Each morning, Suramek makes her way to the restaurant at 4 a.m. to create the flavorful broths essential to their menu. She kept thinking about how the space was wasted and decided to explore a way to add value to the building. Once when visiting New York City, Suramek came across a shop churning out tiny donuts to long lines of customers. With no donut shop in Berea, it was a natural fit. So now the business is Hole and Corner Donuts in the morning and Noodle Nirvana in the afternoon. But that’s still not the whole story.

Mae Suramek took an unprecedented leap into running a restaurant that also supports local nonprofit organizations.

The first Tuesday of each month, they donate part of their proceeds to a nonprofit. They stick with one nonprofit each year so they can really make a difference.

“We also start all our employees at $10 an hour, so we can donate 100 percent of tips to our nonprofit,” she said. “At the core of what we do, we want to make sure our patrons know we belong to each other. We even put that phrase on the wall. It’s a daily reminder of why we quit our jobs and started a business with one of the highest failure rates and the lowest profit margins in the world.”

When she started, Suramek thought she might sell 30 noodle bowls a day. Currently they churn out between 700 and 1,000 bowls a week, far surpassing her initial expectations.

“We feel so fortunate that we have great people who want to be a part of something bigger than the daily grind,” she smiled. “Because, it’s not easy to work in food service.”

Mountain Women Lead

Marietta is taking her own advice to heart and leading the way in Corbin. She and her husband Geoff purchased and renovated an old department store building on Main Street. She operates a gift shop and bar on the first floor called Moonbow, paying homage to the phenomenon at local Cumberland Falls. Customers can purchase arts, crafts, and other items from local artisans and partners.
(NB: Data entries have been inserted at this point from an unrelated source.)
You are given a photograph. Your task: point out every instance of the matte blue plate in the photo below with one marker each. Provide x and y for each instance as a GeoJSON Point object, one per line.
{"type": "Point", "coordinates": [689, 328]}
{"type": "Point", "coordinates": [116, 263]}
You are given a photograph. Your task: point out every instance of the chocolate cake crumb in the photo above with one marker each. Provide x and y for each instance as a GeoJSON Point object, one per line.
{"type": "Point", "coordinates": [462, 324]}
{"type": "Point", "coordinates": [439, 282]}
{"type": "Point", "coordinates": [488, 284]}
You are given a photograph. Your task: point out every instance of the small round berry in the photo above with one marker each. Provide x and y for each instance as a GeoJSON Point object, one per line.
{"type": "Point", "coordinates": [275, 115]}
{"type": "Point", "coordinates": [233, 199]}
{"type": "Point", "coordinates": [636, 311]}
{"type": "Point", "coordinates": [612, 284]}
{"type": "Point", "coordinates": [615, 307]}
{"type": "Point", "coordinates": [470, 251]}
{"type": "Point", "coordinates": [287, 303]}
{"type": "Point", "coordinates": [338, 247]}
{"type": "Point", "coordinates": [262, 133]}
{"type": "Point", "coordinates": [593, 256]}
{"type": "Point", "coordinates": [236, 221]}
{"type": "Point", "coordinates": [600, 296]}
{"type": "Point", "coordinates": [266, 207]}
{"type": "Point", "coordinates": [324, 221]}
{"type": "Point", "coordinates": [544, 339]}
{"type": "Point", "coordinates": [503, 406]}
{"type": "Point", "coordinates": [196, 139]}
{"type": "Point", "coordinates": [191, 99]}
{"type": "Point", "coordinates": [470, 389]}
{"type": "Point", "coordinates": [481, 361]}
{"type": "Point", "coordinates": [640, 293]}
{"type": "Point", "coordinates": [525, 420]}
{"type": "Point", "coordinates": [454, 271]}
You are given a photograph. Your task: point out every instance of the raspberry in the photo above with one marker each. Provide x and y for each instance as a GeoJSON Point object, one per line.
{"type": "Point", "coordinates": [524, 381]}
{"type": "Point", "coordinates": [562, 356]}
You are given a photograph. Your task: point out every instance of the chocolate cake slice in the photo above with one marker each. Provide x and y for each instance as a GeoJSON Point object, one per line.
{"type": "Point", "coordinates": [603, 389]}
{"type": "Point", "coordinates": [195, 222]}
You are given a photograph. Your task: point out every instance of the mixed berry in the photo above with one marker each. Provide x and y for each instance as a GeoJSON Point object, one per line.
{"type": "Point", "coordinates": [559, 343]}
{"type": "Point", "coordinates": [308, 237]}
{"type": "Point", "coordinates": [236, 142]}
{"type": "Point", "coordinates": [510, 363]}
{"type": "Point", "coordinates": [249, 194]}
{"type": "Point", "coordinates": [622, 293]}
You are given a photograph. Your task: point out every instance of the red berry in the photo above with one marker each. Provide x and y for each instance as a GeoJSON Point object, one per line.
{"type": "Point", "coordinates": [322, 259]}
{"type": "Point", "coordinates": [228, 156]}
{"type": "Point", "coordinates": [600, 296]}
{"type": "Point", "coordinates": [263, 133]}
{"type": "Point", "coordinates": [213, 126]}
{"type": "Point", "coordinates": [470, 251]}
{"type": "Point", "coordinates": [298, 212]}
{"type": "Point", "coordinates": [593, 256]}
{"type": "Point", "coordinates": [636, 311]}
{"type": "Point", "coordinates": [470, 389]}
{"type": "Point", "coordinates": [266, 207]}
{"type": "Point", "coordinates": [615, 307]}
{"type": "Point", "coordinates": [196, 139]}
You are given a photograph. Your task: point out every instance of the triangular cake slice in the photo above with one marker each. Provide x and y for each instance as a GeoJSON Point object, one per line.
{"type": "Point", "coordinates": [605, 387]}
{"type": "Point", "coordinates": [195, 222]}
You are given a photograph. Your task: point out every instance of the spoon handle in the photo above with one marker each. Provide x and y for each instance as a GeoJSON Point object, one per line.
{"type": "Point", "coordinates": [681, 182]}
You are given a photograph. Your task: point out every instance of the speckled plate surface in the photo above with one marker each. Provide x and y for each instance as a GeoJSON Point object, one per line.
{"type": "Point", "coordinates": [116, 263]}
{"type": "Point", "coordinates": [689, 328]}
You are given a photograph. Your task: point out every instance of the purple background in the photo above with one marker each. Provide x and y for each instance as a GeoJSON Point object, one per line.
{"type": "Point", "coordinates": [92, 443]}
The rest of the building serves as event and meeting space and a business incubator-style office space for local entrepreneurs.

CEDIK's Sky Marietta at her business, Moonbow, where she is showing women that starting and running their own enterprise is possible.

Already thinking of the future, the Mariettas purchased a building in downtown Harlan and plan to begin renovating it soon to try and be part of revitalizing another small town business district.

“We are really working on a duplicable business model for other areas of Eastern Kentucky,” she said. “We are trying to lead the way and teach women that they can do this, from learning to use technology and social media to understanding taxes and business practices.”

Women entrepreneurs in Harlan are following suit. Establishments like Sassy Trash, Roundabout Records, Harlan Yoga and Taco Holler are all woman-owned and paving the way for others to join the movement.

“Entrepreneurism is not just for the guys,” said Sandi Curd, Promise Zone coordinator and Whitley County farmer.

“Our Promise Zone women have seized the opportunity, gritted their teeth, and then taken the risk. The revitalization and diversification of our southeastern Kentucky economy takes everyone upping their game, and I am so proud of the mountain women who have seen fit to do so.”

Mountain Women Come Home

Smith hopes that the idea of having to leave to be successful will go by the wayside. She is glad for the time she spent away from home, because it gave her something that she can give back to Eastern Kentucky.

“Success called me back home,” she said.

There’s a long table in The Wrigley, made from wood Smith brought from the farm. It’s 24-feet long. They made it that way to encourage patrons to sit together.

“The most rewarding thing for me is watching community happen right here,” she said. “It’s actually happening. I see people sitting together, talking, finding solutions to local challenges, and just enjoying each other.”

There is plenty of room for other women at the entrepreneurial table. Smith said they just need to be willing to take a risk, test market their products and ideas, ask for help, and work together.

“Go for it,” she encouraged. “Do what you want to do with your life, with whatever skill you might have. But don’t be afraid to learn new ones.”